France and the UK should be ashamed of their immature squabbles

Investing

The writer is special adviser to the Institut Montaigne and a visiting research professor at King’s College London 

In the Suez crisis of October 1956, France and the UK were punished like misbehaving adolescents by the US and the Soviet Union, the superpowers of that era. The Franco-British attempt to reset the imperial clock in the Middle East was at once futile and anachronistic.

Sixty-five years later the UK and France are at it again, but this time lashing out at each other in a no less childish game of blackmail, deceit and retribution. Should London and Paris really apply the kind of pressure against each other that one would expect from Moscow and Beijing? Have we lost our common sense and the ability to prioritise the larger challenges that face us both?

To borrow language used during the Cuban missile crisis of October 1962, it is high time to “de-escalate”. As the world confronts the prospect of a new cold war between China and the US, Paris and London need each other more than ever. But neither seems aware of the irresponsible nature of the skirmishes in which they are indulging.

These squabbles range from irregular migration across the Channel to fisheries, from the British effort to rewrite the Brexit agreement on Northern Ireland to the secretly planned Aukus pact between Australia, the UK and the US that so offended the French. Each side appears more determined to feed a growing appetite for confrontation than search for compromise.

The international context makes plain the immaturity of London and Paris. Chinese pressure on Taiwan intensifies by the day. President Vladimir Putin’s Russia blackmails Europe on energy. Yet the British and French are engaging in a war of words, if not of deeds, that seems to duplicate the tensions between western democracies and their despotic rivals to the east.

To put it bluntly, France ought not to threaten to deprive the Channel island of Jersey of electricity when Putin does the same with gas towards the entire European continent. For its part, the UK should not be playing populist cards in a blatant and offensive manner that leaves Paris with little choice but to reply in kind.

How can London and Paris not be ashamed of the ridiculous and totally irresponsible deterioration of their bilateral relationship? When the building is on fire, differences among the tenants are less important than the urgency of addressing the broader causes of the conflagration. France and the UK still describe each other as cousins and neighbours. What has happened to common sense, rationality and pragmatism on both sides of the Channel?

And why now, precisely when geopolitics demands a stronger sense of unity and solidarity between nations that share common democratic values? Doubtless it is an unfortunate coincidence that the UK happens to be governed by Boris Johnson, a provocative and confrontational prime minister, just when France is preparing to hold presidential elections in April. It is a case of the wrong man at the wrong time.

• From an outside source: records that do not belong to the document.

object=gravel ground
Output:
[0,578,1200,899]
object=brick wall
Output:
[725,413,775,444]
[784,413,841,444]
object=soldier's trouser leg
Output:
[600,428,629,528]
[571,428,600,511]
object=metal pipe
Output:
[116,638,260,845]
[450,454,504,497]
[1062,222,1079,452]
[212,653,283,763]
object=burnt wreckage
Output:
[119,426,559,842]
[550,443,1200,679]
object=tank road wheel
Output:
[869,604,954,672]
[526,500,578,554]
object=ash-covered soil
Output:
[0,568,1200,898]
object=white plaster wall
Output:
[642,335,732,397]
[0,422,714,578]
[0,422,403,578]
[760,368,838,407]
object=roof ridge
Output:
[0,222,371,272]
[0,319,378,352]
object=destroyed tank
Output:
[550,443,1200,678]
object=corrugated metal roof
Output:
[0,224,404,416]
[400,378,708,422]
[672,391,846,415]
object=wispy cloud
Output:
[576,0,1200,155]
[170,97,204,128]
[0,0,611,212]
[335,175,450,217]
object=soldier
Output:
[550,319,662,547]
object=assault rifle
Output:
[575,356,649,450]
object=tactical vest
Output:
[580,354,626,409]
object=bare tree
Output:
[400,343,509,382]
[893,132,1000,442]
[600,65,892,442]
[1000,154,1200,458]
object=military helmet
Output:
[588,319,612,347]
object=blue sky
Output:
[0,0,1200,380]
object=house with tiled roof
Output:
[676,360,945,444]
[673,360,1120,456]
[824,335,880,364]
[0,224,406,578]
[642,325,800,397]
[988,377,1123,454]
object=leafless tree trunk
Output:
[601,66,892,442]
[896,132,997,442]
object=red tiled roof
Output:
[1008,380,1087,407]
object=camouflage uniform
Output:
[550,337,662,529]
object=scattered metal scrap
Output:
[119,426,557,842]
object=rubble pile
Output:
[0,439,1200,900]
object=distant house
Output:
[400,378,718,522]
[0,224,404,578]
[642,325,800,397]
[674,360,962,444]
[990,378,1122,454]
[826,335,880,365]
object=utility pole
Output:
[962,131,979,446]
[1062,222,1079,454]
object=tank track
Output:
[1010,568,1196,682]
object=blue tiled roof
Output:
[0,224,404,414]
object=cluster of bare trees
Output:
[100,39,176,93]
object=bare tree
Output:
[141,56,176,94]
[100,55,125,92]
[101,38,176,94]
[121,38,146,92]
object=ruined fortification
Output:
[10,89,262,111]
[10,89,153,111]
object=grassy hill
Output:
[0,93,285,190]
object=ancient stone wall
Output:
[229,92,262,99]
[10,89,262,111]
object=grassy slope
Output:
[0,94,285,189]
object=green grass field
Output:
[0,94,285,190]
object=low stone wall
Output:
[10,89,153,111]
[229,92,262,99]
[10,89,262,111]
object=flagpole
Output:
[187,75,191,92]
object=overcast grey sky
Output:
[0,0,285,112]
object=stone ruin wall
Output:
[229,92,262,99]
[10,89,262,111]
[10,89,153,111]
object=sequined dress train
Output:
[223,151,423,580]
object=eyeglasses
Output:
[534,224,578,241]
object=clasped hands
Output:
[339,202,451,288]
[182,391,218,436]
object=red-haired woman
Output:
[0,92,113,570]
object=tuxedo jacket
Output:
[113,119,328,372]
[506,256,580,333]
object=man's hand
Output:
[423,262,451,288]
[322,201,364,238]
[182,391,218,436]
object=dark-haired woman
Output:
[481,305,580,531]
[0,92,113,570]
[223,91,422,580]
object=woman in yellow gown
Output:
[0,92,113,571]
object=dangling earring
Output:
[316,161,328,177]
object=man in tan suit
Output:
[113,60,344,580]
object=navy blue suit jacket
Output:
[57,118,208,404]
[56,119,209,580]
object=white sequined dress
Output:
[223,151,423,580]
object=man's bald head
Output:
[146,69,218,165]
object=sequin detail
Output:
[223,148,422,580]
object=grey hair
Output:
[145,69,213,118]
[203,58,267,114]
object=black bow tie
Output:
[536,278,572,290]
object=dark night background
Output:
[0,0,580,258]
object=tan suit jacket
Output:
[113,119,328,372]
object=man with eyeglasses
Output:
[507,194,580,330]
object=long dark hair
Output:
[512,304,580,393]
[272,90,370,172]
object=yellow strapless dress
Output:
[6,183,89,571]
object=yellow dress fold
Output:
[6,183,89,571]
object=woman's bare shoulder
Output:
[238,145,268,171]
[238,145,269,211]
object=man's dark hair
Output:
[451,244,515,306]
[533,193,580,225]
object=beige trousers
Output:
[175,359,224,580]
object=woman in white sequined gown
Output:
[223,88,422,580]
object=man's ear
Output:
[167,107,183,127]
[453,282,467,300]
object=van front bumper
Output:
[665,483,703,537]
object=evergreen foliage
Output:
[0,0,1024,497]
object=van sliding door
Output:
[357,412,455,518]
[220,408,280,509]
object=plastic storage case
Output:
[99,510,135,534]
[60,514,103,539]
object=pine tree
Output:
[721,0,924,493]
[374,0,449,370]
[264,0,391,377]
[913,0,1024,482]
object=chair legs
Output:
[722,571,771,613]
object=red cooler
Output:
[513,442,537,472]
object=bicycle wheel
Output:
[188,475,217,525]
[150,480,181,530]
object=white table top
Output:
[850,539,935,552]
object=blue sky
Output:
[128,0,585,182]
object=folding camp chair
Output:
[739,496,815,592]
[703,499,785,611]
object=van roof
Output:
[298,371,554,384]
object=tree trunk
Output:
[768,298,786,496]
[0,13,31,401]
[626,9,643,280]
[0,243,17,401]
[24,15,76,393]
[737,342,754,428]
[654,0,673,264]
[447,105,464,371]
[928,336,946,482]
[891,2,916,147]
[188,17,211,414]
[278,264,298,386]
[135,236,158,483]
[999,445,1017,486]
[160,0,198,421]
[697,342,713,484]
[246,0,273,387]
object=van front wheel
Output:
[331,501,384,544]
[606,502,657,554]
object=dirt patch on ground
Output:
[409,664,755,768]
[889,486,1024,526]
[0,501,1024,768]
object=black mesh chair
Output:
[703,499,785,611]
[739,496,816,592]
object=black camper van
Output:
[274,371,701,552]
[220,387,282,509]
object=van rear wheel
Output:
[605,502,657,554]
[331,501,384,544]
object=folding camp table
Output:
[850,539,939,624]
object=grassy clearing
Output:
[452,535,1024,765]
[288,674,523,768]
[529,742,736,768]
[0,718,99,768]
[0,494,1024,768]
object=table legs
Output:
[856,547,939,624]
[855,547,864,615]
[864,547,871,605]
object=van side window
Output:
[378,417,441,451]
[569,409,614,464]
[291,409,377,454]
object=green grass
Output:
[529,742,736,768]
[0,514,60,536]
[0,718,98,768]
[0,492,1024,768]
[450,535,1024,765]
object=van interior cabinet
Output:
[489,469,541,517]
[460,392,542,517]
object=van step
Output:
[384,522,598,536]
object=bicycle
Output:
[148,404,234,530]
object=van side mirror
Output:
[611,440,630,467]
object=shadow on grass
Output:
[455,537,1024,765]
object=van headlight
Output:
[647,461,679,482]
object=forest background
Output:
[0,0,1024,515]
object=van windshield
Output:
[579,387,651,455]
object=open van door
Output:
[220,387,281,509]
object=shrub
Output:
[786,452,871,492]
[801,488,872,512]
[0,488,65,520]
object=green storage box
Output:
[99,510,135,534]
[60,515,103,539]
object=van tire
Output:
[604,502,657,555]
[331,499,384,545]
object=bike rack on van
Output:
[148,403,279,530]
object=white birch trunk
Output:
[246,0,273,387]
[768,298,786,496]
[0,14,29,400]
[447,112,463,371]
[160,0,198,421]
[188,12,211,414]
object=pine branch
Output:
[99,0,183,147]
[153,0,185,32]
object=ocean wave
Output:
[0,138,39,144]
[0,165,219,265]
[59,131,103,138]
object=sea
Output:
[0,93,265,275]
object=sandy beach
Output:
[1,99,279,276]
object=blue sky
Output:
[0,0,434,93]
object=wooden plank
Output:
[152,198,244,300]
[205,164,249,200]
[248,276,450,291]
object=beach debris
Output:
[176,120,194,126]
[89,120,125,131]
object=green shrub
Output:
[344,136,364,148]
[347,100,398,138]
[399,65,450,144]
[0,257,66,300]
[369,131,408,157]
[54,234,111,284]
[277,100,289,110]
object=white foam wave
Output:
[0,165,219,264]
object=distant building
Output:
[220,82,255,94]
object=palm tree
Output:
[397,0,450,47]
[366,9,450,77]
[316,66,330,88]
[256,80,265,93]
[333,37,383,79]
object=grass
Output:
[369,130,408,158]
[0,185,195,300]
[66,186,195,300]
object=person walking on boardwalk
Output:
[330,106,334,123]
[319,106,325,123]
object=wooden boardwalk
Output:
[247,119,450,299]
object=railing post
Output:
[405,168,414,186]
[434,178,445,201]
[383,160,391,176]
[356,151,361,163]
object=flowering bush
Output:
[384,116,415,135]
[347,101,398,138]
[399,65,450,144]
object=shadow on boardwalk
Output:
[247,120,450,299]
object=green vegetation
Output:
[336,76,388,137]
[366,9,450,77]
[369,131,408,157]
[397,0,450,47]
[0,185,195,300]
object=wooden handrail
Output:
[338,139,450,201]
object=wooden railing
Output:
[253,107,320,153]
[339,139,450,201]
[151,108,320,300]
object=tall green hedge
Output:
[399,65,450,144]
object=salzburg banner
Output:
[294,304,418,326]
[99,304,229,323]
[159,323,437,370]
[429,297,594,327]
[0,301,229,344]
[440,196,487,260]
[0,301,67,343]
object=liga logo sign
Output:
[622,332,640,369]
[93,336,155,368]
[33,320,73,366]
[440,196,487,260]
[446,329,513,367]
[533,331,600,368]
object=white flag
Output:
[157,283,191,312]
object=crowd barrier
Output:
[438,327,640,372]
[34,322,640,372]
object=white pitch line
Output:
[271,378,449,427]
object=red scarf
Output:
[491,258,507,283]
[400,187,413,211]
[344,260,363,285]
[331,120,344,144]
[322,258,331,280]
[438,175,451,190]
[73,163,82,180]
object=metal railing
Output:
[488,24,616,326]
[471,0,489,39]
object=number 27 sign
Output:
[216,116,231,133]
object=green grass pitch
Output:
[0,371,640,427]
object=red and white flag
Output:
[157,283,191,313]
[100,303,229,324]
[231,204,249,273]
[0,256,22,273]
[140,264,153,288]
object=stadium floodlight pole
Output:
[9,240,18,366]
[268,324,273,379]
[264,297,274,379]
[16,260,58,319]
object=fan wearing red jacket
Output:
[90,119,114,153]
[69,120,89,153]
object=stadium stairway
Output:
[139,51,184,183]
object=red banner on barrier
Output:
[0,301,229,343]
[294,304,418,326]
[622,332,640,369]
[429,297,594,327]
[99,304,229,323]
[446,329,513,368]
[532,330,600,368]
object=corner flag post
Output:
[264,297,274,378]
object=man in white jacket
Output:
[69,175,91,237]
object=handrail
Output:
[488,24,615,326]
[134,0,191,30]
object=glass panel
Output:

Or rather, the wrong men — for President Emmanuel Macron also likes to play with fire, and he too can be unnecessarily provocative and confrontational, as demonstrated recently in his dealings with Algeria. As London escalates its provocations, Macron and his government do not want to be seen as soft by French citizens.

It is so easy in our time of social media, fake news and professional political agitators to resuscitate the worst in the complex bilateral relationship between the two most traditionally arrogant countries of Europe.

Seen from Paris, the British provocations seem all the more out of touch with reality, given that London’s absolute reliance on Washington is viewed as a dangerous wager. Should the British really put all their eggs in the American basket, when the former superpower looks so fragile and so domestically polarised — in short, so untrustworthy?

During the Brexit negotiations, London tried to apply a strategy of “divide and rule” in its dealings with the EU. It failed then. Can it succeed now?

In his recent speech delivered in Portugal — the UK’s oldest ally on the continent — Lord David Frost was at it again, implying that the countries of central Europe were closer to London and Washington than to Paris and Berlin on critical strategic issues. He may have a point there. Macron’s France, in its firm stance towards the UK, may be more isolated in the EU than it was a few years ago.

At the end of the day, however, only Moscow and Beijing will benefit from these “divide and rule”, short-term political tactics. It is therefore urgent for London and Paris to return to sanity in their dealings with each other.